Previous studies have been done to interpret the internal signals of the brain into visual images, essentially reading the minds of participants. Individuals are shown images and their brain activity is recorded. Using machine learning algorithms, a computer program is able to recognize which areas of the brain correlate to which images. After a while, the brain activity present when shown an image is able to be interpreted into a reconstruction of that image.

This work is laying the foundation for translating brain activity into data that can be transmitted and interpreted elsewhere. This, however, amounts to a brain-to-computer interface. What we want is brain-to-brain.

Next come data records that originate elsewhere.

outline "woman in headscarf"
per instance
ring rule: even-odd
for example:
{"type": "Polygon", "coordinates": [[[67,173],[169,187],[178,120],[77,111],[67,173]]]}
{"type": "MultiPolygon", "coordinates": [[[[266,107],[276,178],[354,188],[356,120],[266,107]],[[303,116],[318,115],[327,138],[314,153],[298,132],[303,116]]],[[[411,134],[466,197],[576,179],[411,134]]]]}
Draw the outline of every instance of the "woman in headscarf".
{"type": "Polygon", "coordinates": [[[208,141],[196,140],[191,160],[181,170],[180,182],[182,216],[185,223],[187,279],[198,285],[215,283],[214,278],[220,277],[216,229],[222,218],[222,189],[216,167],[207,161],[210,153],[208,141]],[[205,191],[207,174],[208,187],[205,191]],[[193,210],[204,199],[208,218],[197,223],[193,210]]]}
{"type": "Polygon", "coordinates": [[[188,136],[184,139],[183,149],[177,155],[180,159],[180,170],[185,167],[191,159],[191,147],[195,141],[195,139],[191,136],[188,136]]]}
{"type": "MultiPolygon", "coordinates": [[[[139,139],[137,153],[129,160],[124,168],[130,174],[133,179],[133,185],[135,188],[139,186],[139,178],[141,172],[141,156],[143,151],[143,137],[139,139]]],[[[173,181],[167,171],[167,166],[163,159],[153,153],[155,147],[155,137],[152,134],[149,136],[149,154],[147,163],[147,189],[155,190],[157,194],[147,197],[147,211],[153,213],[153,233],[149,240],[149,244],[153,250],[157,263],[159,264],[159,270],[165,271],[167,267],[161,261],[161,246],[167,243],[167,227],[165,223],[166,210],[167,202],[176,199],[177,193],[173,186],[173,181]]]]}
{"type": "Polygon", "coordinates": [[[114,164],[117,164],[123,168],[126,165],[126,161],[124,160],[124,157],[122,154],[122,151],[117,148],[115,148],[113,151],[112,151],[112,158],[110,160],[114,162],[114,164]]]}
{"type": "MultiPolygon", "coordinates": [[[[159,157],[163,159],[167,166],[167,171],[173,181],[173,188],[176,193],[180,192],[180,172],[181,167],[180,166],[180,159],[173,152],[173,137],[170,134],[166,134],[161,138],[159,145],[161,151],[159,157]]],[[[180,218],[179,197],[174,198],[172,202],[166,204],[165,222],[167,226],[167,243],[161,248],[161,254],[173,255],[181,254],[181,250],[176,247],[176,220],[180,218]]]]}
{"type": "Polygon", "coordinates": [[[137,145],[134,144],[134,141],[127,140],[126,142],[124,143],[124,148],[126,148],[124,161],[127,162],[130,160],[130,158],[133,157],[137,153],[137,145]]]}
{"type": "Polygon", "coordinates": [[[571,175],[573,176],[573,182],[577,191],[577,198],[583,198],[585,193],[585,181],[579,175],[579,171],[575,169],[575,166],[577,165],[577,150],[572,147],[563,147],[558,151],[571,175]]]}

This endeavor requires three parts: Interpretation of the brain signals of a sender, a transmission method, and interpretation of that data by a receiver. EEGs, utilized in the identification of mirror neurons above, serve the first purpose. By connecting electrodes to the surface of participants' heads, neural signals are able to be read and interpreted by a computer. Instead of looking at or imagining images, participants thought of words, and the associated brain activity was interpreted by a computer. The transmission method is easy enough; global internet is available to send data across vast distances almost instantaneously. All that’s left is a method by which to deliver that information into the mind of a receiver.

A research team including Alvaro Pascual-Leone, a neurologist at Beth Israel Deaconess Medical Center in Boston and professor at Harvard Medical School, crafted a way to make it work, at least a little.

Using EEG machines, the brain activity of the sender was recorded while they thought of a greeting, either the word “hola” or “ciao.” The brain data was then sent over the internet from India to France, roughly 5,000 miles away.

The receiving participants did not hear the message as auditory stimuli in their brains. Instead, the data was delivered as pulses of light, which they were trained to interpret into words. All of the participants correctly interpreted the greetings.

This is, of course, a ways off from direct communication, hearing a voice inside your head as it’s spoken (or thought) by the person with whom you’re communicating, but it’s an important first step.

This research serves as a proof-of-concept that information can be delivered from one mind to another, even across large distances, and correctly interpreted, without the use of ordinary speech and hearing. This research has important implications for individuals incapable of standard speech, on top of it being immeasurably cool.

Given the adoption of wearable technology and the increasing ubiquity of our digital lives, it isn’t at all outside the realm of possibility that, before long, we’ll dispense with our keyboards and our telephones, and commence to speak directly and privately, mind to mind.

Every day brings us just a little bit closer to... the Twilight Zone.